Chen Shih-Yeh, Lai Chin-Feng, Hwang Ren-Hung, Lai Ying-Hsun, Wang Ming-Shi
Department of Engineering Science, National Cheng Kung University, Tainan, 701, Taiwan, Republic of China.
School of Computer & Software, 210044, Nanjing, China.
J Med Syst. 2015 Dec;39(12):194. doi: 10.1007/s10916-015-0343-y. Epub 2015 Oct 21.
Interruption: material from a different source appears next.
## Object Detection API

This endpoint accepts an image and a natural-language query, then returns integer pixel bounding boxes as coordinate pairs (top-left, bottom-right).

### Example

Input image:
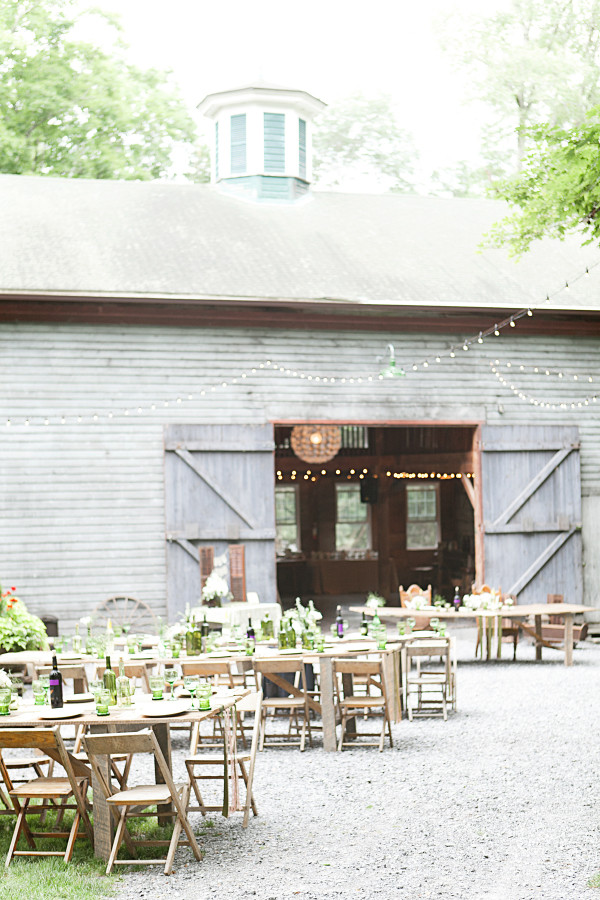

As cloud computing and wearable devices technologies mature, relevant services have grown more and more popular in recent years. The healthcare field is one of the popular services for this technology that adopts wearable devices to sense signals of negative physiological events, and to notify users. The development and implementation of long-term healthcare monitoring that can prevent or quickly respond to the occurrence of disease and accidents present an interesting challenge for computing power and energy limits. This study proposed an adaptive sensor data segments selection method for wearable health care services, and considered the sensing frequency of the various signals from human body, as well as the data transmission among the devices. The healthcare service regulates the sensing frequency of devices by considering the overall cloud computing environment and the sensing variations of wearable health care services. The experimental results show that the proposed service can effectively transmit the sensing data and prolong the overall lifetime of health care services.
随着云计算和可穿戴设备技术的成熟,相关服务近年来越来越受欢迎。医疗保健领域是这项技术的热门服务领域之一,该技术采用可穿戴设备来感知负面生理事件的信号,并通知用户。能够预防或快速应对疾病和事故发生的长期医疗保健监测的开发和实施,对计算能力和能量限制提出了一个有趣的挑战。本研究提出了一种用于可穿戴医疗保健服务的自适应传感器数据段选择方法,并考虑了来自人体的各种信号的传感频率以及设备之间的数据传输。医疗保健服务通过考虑整体云计算环境和可穿戴医疗保健服务的传感变化来调节设备的传感频率。实验结果表明,所提出的服务能够有效地传输传感数据,并延长医疗保健服务的整体寿命。